Kanuni devrinde devletin yalnız topraklı süvarisi için yaptığı masrafların bugünkü değeri 600 milyon frank'ı geçmektedir ki bu da zamanın Fransa Hükümetinin tüm kara ordusu için harcamasına eşit bir tutardır.
Osmanlı Ordusu'nda eğitim
Mühendishane-i Bahr-i Hümayun, tersane ve donanmanın geliştirilmesi ve de tersane halkının eğitilmesi amacıyla kurulan denizcilik okulu.

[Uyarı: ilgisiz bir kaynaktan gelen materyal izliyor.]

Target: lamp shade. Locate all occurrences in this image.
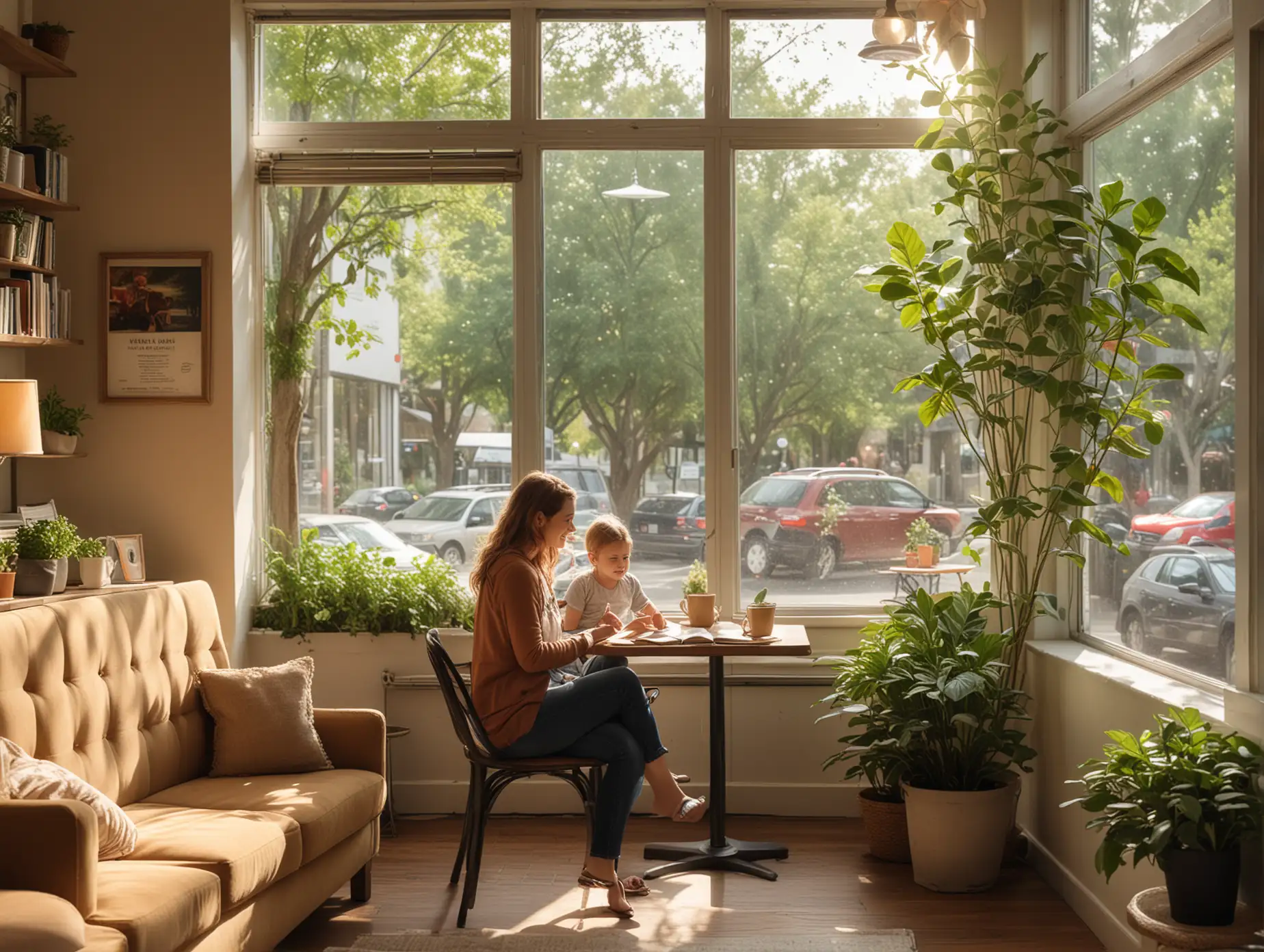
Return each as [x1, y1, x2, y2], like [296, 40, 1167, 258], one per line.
[0, 380, 44, 456]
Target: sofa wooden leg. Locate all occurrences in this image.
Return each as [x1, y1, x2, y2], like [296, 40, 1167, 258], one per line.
[352, 860, 373, 903]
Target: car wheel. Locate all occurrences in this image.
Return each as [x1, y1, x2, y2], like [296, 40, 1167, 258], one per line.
[742, 532, 772, 575]
[802, 539, 838, 581]
[1124, 612, 1145, 651]
[1212, 624, 1236, 684]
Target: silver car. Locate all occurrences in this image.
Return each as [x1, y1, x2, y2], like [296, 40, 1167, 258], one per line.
[386, 486, 510, 569]
[298, 514, 435, 572]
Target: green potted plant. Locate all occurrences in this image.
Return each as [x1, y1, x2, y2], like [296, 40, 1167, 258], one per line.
[0, 539, 18, 600]
[742, 588, 778, 639]
[849, 585, 1036, 892]
[39, 387, 92, 456]
[30, 21, 75, 60]
[27, 113, 75, 152]
[680, 559, 720, 629]
[1062, 708, 1261, 925]
[862, 54, 1204, 687]
[75, 539, 114, 588]
[817, 617, 910, 862]
[14, 516, 79, 597]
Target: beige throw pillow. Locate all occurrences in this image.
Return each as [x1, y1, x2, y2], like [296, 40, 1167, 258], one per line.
[197, 657, 334, 776]
[0, 737, 137, 860]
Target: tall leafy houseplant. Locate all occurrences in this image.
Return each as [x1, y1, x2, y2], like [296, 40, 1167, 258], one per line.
[1062, 708, 1261, 925]
[866, 54, 1204, 684]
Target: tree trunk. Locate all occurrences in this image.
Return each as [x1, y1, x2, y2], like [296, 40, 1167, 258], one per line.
[268, 378, 304, 544]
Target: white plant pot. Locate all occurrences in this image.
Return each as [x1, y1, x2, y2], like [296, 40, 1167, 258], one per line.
[40, 430, 79, 456]
[79, 555, 114, 588]
[904, 778, 1020, 892]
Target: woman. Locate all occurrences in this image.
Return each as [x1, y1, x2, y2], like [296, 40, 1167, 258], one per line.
[470, 473, 707, 918]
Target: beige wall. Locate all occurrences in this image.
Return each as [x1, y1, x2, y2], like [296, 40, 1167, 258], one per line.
[21, 0, 259, 644]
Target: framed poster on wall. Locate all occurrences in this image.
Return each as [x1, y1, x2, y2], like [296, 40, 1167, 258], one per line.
[101, 252, 211, 404]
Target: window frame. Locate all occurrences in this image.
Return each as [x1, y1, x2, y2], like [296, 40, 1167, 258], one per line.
[246, 0, 996, 626]
[1062, 0, 1248, 696]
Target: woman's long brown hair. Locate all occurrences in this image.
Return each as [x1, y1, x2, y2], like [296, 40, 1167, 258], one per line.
[470, 471, 575, 594]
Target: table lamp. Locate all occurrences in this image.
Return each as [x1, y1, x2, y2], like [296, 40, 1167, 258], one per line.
[0, 380, 44, 463]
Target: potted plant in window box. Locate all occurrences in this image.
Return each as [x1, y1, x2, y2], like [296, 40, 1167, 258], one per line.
[0, 539, 18, 600]
[818, 618, 910, 862]
[249, 529, 474, 715]
[885, 585, 1036, 892]
[39, 387, 92, 456]
[680, 559, 720, 629]
[1062, 708, 1261, 927]
[75, 539, 114, 588]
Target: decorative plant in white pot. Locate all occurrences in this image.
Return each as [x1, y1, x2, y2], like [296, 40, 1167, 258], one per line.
[826, 585, 1036, 892]
[865, 54, 1204, 687]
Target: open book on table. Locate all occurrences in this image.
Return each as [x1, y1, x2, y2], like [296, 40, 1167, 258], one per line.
[624, 622, 776, 645]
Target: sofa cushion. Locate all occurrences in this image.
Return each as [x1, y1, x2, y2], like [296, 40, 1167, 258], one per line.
[88, 860, 220, 952]
[127, 803, 304, 909]
[0, 889, 88, 952]
[146, 770, 386, 864]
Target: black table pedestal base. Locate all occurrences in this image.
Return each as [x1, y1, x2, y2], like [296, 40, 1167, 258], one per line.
[641, 839, 790, 880]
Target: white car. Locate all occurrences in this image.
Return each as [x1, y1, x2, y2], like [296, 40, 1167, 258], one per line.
[386, 486, 510, 569]
[298, 514, 435, 572]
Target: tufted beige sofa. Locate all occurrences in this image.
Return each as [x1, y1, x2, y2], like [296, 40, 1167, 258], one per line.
[0, 581, 386, 952]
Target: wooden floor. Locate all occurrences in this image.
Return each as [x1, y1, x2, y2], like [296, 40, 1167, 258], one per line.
[277, 817, 1102, 952]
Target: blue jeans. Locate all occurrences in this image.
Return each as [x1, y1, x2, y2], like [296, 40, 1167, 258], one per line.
[501, 659, 668, 860]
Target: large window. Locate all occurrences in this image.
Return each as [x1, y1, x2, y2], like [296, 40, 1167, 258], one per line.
[1087, 58, 1236, 680]
[737, 150, 988, 605]
[544, 150, 705, 607]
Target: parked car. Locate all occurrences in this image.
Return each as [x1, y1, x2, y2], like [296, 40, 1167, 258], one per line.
[1129, 493, 1235, 548]
[298, 514, 435, 572]
[1115, 544, 1236, 681]
[628, 493, 707, 561]
[391, 486, 510, 569]
[544, 462, 611, 514]
[739, 466, 960, 579]
[337, 486, 419, 522]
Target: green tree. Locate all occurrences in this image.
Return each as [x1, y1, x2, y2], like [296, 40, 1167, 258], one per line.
[263, 23, 508, 541]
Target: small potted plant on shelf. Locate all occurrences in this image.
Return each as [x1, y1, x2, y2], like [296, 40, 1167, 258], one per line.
[817, 620, 910, 862]
[0, 539, 18, 600]
[30, 21, 75, 60]
[680, 559, 720, 629]
[742, 588, 778, 639]
[75, 539, 114, 588]
[1062, 708, 1261, 927]
[39, 387, 92, 456]
[0, 206, 23, 262]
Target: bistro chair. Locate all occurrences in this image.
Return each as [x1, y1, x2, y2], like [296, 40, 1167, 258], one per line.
[426, 629, 604, 928]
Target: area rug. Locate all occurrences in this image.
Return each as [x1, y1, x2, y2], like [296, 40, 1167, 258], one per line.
[325, 928, 918, 952]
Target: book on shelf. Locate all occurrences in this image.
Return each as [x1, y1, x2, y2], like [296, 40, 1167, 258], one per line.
[14, 146, 70, 201]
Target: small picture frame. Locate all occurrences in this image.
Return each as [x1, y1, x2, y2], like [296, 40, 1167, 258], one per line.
[114, 536, 146, 581]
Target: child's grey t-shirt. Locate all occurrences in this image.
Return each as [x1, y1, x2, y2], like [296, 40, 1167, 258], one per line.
[566, 572, 650, 629]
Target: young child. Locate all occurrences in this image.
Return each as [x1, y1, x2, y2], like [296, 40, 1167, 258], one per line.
[553, 516, 666, 684]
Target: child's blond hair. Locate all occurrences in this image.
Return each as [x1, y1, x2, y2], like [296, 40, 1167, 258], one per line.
[584, 516, 632, 553]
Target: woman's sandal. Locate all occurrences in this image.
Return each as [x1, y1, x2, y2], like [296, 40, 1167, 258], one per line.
[579, 867, 637, 919]
[671, 797, 707, 823]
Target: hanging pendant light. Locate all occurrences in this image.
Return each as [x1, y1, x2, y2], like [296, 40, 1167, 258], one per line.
[857, 0, 921, 63]
[602, 166, 670, 200]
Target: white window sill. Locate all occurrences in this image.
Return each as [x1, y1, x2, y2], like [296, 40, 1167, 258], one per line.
[1027, 639, 1223, 730]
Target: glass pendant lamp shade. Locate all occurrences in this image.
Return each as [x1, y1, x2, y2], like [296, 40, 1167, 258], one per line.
[0, 380, 44, 459]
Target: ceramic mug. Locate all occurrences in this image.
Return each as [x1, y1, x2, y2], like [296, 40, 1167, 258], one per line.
[680, 596, 720, 629]
[742, 602, 778, 639]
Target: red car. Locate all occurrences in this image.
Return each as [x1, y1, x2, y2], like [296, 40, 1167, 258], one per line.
[741, 466, 960, 579]
[1127, 493, 1234, 548]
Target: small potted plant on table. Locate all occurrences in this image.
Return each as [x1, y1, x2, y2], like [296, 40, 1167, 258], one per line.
[1062, 708, 1261, 927]
[39, 387, 92, 456]
[0, 539, 18, 600]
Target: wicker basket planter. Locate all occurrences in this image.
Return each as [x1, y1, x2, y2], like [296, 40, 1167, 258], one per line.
[860, 786, 912, 862]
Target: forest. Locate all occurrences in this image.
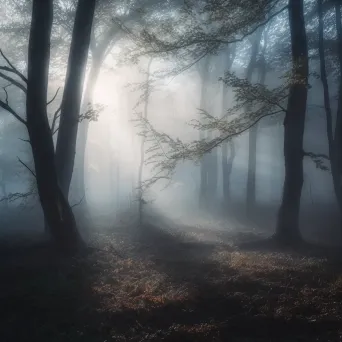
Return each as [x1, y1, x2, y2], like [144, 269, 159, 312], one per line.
[0, 0, 342, 342]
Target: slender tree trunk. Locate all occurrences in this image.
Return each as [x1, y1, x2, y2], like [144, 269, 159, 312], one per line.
[76, 25, 118, 203]
[76, 56, 102, 200]
[199, 57, 209, 209]
[26, 0, 81, 251]
[275, 0, 308, 244]
[138, 58, 152, 225]
[318, 0, 342, 207]
[334, 1, 342, 232]
[221, 44, 236, 203]
[246, 29, 262, 216]
[56, 0, 96, 198]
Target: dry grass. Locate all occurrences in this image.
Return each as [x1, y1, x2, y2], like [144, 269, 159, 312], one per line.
[0, 228, 342, 342]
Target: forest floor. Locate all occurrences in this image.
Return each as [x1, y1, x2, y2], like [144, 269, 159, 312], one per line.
[0, 212, 342, 342]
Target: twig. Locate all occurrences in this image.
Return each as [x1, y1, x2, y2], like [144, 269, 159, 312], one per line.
[3, 87, 8, 105]
[46, 87, 61, 106]
[51, 106, 61, 135]
[0, 49, 27, 83]
[0, 100, 26, 126]
[0, 72, 27, 94]
[71, 195, 85, 208]
[18, 138, 31, 144]
[17, 157, 37, 178]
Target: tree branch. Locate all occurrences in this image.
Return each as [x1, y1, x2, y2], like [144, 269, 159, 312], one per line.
[0, 49, 27, 83]
[51, 106, 62, 135]
[203, 110, 283, 153]
[17, 157, 36, 178]
[0, 68, 27, 94]
[46, 87, 61, 106]
[0, 100, 26, 126]
[136, 5, 288, 55]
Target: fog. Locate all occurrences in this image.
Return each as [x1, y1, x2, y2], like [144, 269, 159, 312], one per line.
[0, 0, 342, 342]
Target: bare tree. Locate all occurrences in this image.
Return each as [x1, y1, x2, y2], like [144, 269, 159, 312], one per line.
[26, 0, 81, 251]
[275, 0, 308, 244]
[56, 0, 96, 197]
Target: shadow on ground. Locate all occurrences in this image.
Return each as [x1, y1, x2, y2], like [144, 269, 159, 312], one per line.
[0, 218, 342, 342]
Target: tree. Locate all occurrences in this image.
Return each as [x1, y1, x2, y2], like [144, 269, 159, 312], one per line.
[317, 0, 342, 211]
[138, 58, 152, 225]
[26, 0, 81, 251]
[56, 0, 96, 198]
[246, 28, 263, 216]
[275, 0, 308, 244]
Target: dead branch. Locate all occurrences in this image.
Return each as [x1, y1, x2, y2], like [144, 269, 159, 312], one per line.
[46, 87, 61, 106]
[0, 49, 27, 83]
[51, 106, 61, 135]
[0, 100, 26, 126]
[0, 68, 27, 94]
[71, 195, 84, 208]
[17, 157, 36, 178]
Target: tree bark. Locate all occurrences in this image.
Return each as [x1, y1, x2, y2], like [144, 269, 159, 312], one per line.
[76, 25, 118, 202]
[76, 55, 102, 200]
[56, 0, 96, 198]
[221, 44, 236, 203]
[317, 0, 342, 207]
[275, 0, 308, 244]
[138, 58, 152, 225]
[334, 1, 342, 232]
[199, 57, 209, 209]
[26, 0, 81, 252]
[246, 29, 262, 216]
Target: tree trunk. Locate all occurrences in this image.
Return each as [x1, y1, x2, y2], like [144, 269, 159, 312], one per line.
[246, 29, 262, 216]
[56, 0, 96, 198]
[75, 56, 102, 200]
[199, 57, 209, 209]
[76, 24, 118, 204]
[221, 44, 236, 203]
[334, 1, 342, 232]
[317, 0, 342, 207]
[138, 58, 152, 225]
[275, 0, 308, 244]
[26, 0, 81, 252]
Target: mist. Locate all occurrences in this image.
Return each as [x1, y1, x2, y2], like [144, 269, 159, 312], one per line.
[0, 0, 342, 341]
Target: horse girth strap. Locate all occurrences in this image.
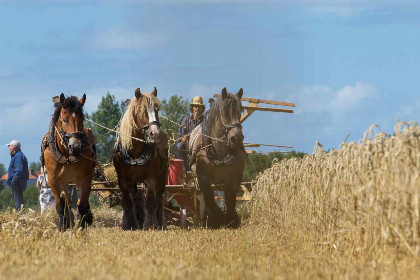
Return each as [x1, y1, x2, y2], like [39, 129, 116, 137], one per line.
[206, 145, 237, 165]
[118, 143, 156, 166]
[47, 120, 96, 164]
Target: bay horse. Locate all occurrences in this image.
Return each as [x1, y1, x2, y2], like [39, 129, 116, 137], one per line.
[113, 88, 168, 230]
[189, 88, 246, 228]
[41, 93, 96, 230]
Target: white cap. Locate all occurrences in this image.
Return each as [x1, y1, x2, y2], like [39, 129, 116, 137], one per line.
[7, 140, 20, 147]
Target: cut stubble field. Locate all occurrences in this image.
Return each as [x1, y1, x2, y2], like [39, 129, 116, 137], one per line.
[0, 123, 420, 279]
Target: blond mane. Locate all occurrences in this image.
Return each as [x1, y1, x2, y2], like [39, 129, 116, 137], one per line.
[116, 93, 161, 151]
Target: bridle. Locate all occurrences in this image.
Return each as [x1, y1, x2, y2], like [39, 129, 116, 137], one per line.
[219, 104, 242, 144]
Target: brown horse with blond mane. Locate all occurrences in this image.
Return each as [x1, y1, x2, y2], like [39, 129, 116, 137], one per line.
[113, 88, 168, 230]
[41, 93, 96, 230]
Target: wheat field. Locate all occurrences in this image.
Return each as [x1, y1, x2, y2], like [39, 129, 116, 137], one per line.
[0, 122, 420, 279]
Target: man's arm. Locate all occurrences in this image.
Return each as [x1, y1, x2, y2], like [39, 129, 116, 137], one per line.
[36, 175, 42, 193]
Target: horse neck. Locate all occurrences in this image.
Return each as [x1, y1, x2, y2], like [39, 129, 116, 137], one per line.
[55, 119, 69, 157]
[131, 130, 145, 158]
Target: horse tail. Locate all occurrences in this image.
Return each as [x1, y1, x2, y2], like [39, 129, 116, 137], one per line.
[40, 133, 49, 167]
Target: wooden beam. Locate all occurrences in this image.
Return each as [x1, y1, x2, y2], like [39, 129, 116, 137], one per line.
[244, 142, 293, 148]
[242, 106, 293, 113]
[213, 93, 296, 107]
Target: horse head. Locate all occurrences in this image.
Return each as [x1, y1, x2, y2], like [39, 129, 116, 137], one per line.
[57, 93, 86, 157]
[134, 87, 160, 143]
[219, 88, 244, 148]
[118, 87, 161, 151]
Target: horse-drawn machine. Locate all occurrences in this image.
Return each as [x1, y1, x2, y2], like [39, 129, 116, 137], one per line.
[87, 88, 295, 228]
[41, 88, 295, 230]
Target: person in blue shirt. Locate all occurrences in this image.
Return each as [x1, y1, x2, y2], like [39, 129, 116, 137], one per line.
[7, 140, 29, 211]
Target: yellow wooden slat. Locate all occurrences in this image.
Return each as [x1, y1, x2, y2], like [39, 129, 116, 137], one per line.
[242, 106, 293, 113]
[213, 93, 296, 107]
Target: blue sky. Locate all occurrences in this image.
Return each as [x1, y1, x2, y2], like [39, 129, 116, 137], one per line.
[0, 0, 420, 167]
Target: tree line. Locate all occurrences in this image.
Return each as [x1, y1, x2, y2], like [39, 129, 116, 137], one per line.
[0, 92, 305, 210]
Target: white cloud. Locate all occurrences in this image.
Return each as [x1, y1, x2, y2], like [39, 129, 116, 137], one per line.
[397, 99, 420, 117]
[288, 82, 376, 116]
[330, 83, 376, 111]
[90, 26, 170, 50]
[186, 84, 221, 100]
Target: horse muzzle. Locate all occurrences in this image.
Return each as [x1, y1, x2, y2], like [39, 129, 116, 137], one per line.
[68, 138, 83, 157]
[146, 125, 160, 143]
[227, 127, 244, 148]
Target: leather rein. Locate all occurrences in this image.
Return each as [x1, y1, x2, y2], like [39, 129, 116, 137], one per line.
[206, 106, 243, 165]
[47, 108, 96, 164]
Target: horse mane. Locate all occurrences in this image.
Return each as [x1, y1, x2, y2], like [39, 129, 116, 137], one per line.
[116, 93, 161, 151]
[203, 93, 242, 138]
[52, 96, 85, 124]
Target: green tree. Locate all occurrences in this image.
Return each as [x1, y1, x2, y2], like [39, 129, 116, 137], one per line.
[29, 162, 41, 171]
[160, 95, 190, 154]
[86, 92, 124, 163]
[0, 163, 7, 190]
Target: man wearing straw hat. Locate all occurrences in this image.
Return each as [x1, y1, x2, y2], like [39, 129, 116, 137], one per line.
[7, 140, 29, 211]
[176, 96, 206, 171]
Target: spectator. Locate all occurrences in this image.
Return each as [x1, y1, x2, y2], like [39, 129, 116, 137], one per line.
[67, 186, 79, 210]
[7, 140, 29, 211]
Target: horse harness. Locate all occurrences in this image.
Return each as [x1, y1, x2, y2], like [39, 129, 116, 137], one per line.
[202, 112, 244, 166]
[41, 112, 96, 164]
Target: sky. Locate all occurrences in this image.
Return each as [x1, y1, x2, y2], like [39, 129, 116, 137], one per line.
[0, 0, 420, 167]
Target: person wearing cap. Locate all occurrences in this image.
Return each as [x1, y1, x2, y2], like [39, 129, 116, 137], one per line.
[176, 96, 206, 171]
[7, 140, 29, 211]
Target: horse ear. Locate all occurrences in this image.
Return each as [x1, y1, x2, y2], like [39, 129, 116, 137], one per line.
[79, 93, 86, 107]
[236, 88, 244, 99]
[134, 88, 141, 99]
[222, 87, 227, 99]
[60, 93, 66, 104]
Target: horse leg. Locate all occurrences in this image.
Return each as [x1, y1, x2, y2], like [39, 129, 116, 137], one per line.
[156, 177, 166, 229]
[129, 183, 144, 229]
[144, 178, 159, 230]
[198, 175, 223, 229]
[224, 183, 241, 228]
[77, 181, 93, 228]
[118, 180, 134, 230]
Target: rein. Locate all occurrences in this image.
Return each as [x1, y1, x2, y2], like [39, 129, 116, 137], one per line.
[44, 108, 96, 164]
[202, 103, 242, 166]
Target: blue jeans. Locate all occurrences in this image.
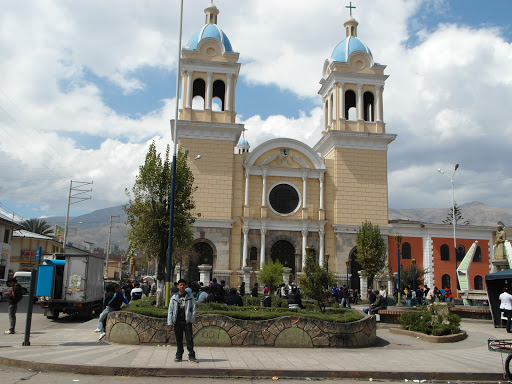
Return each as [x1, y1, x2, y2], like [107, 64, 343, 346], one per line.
[174, 322, 196, 359]
[98, 307, 114, 333]
[7, 304, 18, 333]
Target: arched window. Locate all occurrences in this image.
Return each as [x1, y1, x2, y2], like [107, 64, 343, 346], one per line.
[441, 244, 450, 261]
[473, 245, 482, 262]
[249, 247, 258, 261]
[345, 90, 357, 120]
[363, 92, 375, 121]
[473, 275, 484, 290]
[402, 242, 411, 259]
[457, 244, 466, 261]
[212, 80, 226, 111]
[192, 79, 206, 109]
[441, 275, 451, 289]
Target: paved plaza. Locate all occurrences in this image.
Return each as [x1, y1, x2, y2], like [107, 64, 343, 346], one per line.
[0, 308, 507, 382]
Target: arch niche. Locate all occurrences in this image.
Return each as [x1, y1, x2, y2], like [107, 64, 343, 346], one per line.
[270, 240, 296, 274]
[188, 241, 214, 281]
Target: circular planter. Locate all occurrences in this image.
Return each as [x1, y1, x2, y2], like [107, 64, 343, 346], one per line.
[106, 311, 377, 348]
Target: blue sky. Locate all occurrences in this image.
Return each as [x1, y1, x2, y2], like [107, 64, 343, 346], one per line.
[0, 0, 512, 218]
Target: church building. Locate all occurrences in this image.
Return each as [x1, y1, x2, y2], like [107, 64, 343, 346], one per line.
[173, 3, 492, 289]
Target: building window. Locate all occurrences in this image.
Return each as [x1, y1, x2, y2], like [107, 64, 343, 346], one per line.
[249, 247, 258, 261]
[402, 242, 411, 259]
[441, 275, 450, 289]
[441, 244, 450, 261]
[473, 274, 484, 290]
[457, 244, 466, 261]
[268, 183, 300, 215]
[473, 245, 482, 260]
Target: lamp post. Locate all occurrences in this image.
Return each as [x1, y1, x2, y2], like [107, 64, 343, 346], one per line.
[165, 0, 183, 303]
[411, 259, 416, 291]
[395, 232, 402, 305]
[345, 260, 350, 289]
[437, 164, 459, 292]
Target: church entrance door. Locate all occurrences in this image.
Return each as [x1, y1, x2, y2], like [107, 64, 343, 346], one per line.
[270, 240, 295, 274]
[188, 242, 213, 283]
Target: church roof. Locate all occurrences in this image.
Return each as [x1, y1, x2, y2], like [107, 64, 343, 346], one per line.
[331, 36, 373, 62]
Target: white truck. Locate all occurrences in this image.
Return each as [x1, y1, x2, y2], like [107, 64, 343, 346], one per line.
[36, 253, 104, 319]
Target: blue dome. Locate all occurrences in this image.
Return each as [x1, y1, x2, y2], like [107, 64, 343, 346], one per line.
[236, 137, 249, 147]
[331, 37, 373, 62]
[188, 24, 233, 52]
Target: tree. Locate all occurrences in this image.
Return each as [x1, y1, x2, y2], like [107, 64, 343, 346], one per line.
[258, 260, 284, 292]
[357, 221, 386, 281]
[299, 251, 335, 312]
[443, 203, 469, 225]
[20, 219, 53, 236]
[123, 142, 196, 304]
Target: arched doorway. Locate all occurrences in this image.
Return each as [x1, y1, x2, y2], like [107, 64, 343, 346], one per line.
[188, 241, 213, 281]
[349, 248, 362, 293]
[270, 240, 295, 274]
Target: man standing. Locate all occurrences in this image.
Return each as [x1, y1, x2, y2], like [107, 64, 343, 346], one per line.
[95, 283, 130, 340]
[4, 277, 23, 335]
[167, 279, 198, 363]
[500, 287, 512, 333]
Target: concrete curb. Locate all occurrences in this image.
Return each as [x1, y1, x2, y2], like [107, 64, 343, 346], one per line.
[389, 328, 467, 343]
[0, 357, 503, 382]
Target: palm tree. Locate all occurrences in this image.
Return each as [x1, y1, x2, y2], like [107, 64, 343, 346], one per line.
[20, 219, 53, 236]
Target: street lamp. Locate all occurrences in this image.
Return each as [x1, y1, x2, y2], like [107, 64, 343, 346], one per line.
[395, 232, 402, 305]
[437, 164, 459, 292]
[345, 260, 350, 289]
[411, 259, 416, 291]
[165, 0, 183, 303]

Osmanlı Ordusu'nda kullanılan silahlar
Osmanlı ordusunda; alemkılıç, ok, sapan, bozdoğan, topuz da denilen gürz, kamçı, döğen, balta, meç, şimşir, gaddara, yatağan, hançer, kama, mızrak, cirit, kantariye, kastaniçe, süngü, zıpkın, tırpan, çatal, halbart, mancınık, müteharrik kule, şayka, zarbazen, miyane zarbazen, şahî zarbazen, şakloz, drankı, bedoluşka, marten, ejderhan, kolonborna, miyane, balyemez adlarındaki toplar şişhaneli karabina, çakmaklı, fitilli çeşitleriyle tüfek, tabanca, zırh, karakal, miğfer, dizçek, kolçak, kalkan da düşman silâhından muhafaza için kullanıldı.